Having taught and mentored so many apprentices over the years, Caccholi can easily summarize his recipe for success in the industry. He tells members to “take any and all training classes available, get up to speed with the latest technology, attend union meetings regularly and pay attention to what’s going on around you.”
Tom De Bartolo has taken over as president and business manager of Local 27, and Caccholi was pleased to say that when he took the appointment to the executive board it was approved unanimously. Caccholi said he has considered De Bartolo a good friend for many years, and, in fact, De Bartolo’s father was the business agent for Local 27 back in the early 1970s when he apprenticed.
Having multiple generations in the same union, even the same local, is not uncommon in the sheet metal industry. Caccholi was the first in his family to apprentice, but he has two nephews and a son-in-law who now belong to Local 27.

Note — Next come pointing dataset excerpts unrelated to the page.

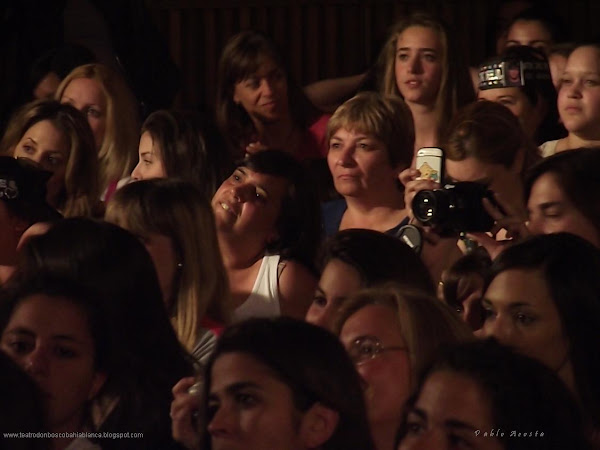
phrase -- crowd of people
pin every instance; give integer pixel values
(281, 276)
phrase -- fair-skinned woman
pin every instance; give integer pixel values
(389, 333)
(370, 143)
(268, 223)
(579, 101)
(528, 92)
(557, 191)
(357, 258)
(258, 104)
(417, 60)
(57, 139)
(485, 144)
(103, 96)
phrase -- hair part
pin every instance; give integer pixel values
(425, 322)
(490, 133)
(570, 266)
(456, 87)
(118, 152)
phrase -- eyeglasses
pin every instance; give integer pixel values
(366, 348)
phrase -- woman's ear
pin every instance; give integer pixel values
(318, 425)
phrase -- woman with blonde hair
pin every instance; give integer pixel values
(103, 96)
(371, 140)
(391, 333)
(58, 139)
(422, 66)
(177, 226)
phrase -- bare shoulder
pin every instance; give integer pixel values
(296, 288)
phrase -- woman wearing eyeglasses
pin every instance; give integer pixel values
(390, 334)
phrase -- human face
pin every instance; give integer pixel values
(387, 377)
(496, 176)
(249, 408)
(164, 257)
(557, 64)
(150, 163)
(263, 94)
(12, 228)
(338, 281)
(531, 33)
(514, 98)
(579, 93)
(449, 411)
(248, 204)
(360, 165)
(49, 337)
(47, 86)
(520, 313)
(47, 146)
(87, 96)
(551, 211)
(418, 67)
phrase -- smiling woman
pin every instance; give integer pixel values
(579, 101)
(276, 384)
(371, 140)
(58, 139)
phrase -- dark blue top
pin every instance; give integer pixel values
(333, 212)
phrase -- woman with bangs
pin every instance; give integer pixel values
(422, 66)
(259, 106)
(371, 140)
(177, 227)
(579, 101)
(57, 138)
(103, 96)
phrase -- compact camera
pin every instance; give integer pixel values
(455, 208)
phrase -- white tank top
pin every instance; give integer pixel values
(264, 298)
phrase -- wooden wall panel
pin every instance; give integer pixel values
(320, 38)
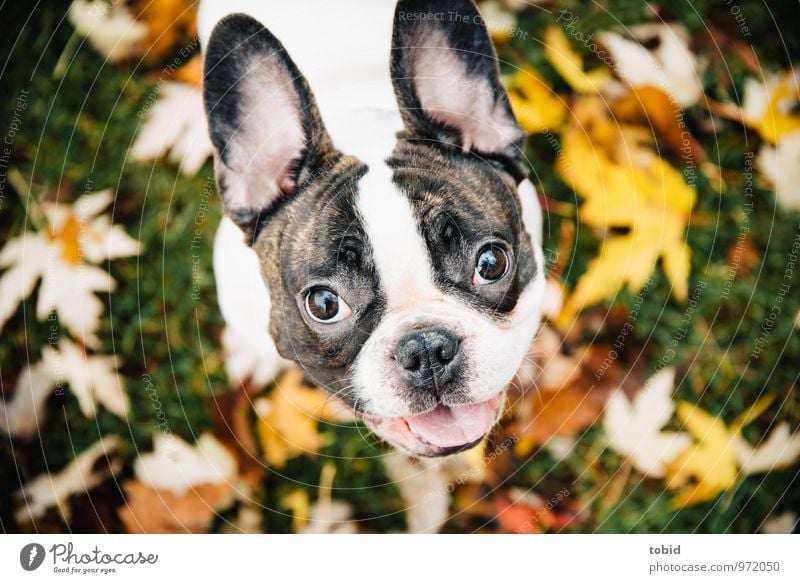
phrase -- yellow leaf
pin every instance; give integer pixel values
(287, 419)
(771, 108)
(707, 467)
(569, 64)
(297, 501)
(624, 184)
(535, 106)
(169, 23)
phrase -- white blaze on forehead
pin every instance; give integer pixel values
(398, 248)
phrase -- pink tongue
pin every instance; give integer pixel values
(453, 426)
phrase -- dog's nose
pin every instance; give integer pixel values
(428, 357)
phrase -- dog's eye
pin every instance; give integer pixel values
(325, 306)
(491, 265)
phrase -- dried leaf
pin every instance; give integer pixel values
(624, 184)
(671, 66)
(535, 106)
(635, 429)
(708, 466)
(151, 511)
(110, 28)
(780, 166)
(568, 63)
(54, 489)
(779, 450)
(176, 125)
(287, 418)
(23, 414)
(179, 487)
(169, 23)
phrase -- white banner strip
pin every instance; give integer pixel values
(401, 558)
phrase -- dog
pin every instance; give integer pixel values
(380, 229)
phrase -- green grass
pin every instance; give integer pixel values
(77, 131)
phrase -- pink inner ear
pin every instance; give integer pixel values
(268, 141)
(448, 94)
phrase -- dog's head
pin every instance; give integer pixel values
(409, 286)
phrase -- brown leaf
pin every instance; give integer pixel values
(151, 511)
(652, 105)
(169, 23)
(233, 427)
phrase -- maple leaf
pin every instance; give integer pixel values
(176, 125)
(636, 429)
(624, 184)
(779, 450)
(535, 106)
(77, 236)
(179, 487)
(568, 63)
(110, 28)
(771, 106)
(288, 417)
(168, 22)
(708, 466)
(780, 166)
(23, 413)
(92, 379)
(670, 66)
(80, 476)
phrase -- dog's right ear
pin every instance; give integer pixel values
(262, 117)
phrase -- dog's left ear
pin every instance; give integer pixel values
(445, 76)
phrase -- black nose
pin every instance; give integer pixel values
(428, 358)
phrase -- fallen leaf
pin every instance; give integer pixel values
(562, 413)
(179, 487)
(177, 466)
(708, 466)
(771, 106)
(233, 428)
(780, 166)
(328, 516)
(635, 429)
(176, 125)
(92, 379)
(652, 106)
(77, 236)
(425, 490)
(168, 24)
(569, 64)
(80, 476)
(624, 185)
(670, 66)
(23, 414)
(110, 27)
(527, 512)
(779, 450)
(149, 511)
(785, 523)
(535, 106)
(287, 418)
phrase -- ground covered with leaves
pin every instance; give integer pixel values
(660, 395)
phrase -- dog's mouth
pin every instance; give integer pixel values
(441, 431)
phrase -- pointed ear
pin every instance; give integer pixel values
(264, 123)
(445, 76)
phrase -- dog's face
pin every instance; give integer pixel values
(409, 285)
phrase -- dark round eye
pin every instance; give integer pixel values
(492, 265)
(325, 306)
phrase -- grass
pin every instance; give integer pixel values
(76, 132)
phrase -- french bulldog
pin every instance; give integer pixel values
(380, 229)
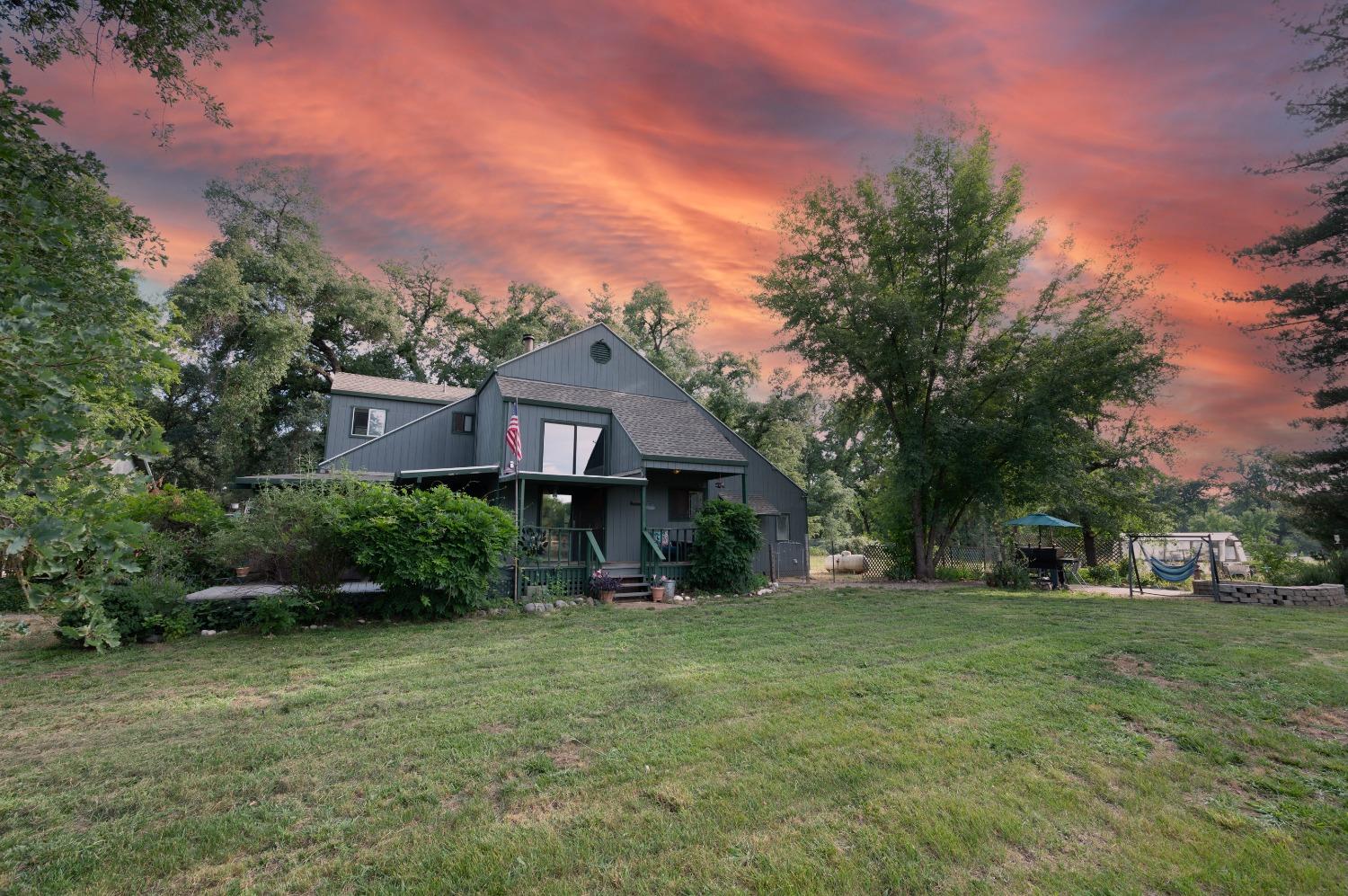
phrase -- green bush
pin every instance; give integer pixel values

Caccholi admitted he’ll need some time to figure out where he wants to go from here. At 72, he said he never really dreamed he’d work this long, but now retirement represents a huge adjustment. He has plans for a few small vacation trips, but otherwise is just getting settled. He expressed enormous gratitude to the industry and Local 27, and said he’d be willing to help out if they needed him in the future.
“Going into sheet metal was the biggest decision in my life, other than choosing my wife and how many children we were going to have,” he said. “This industry has given me everything I have right now, plus the ability to retire with dignity.”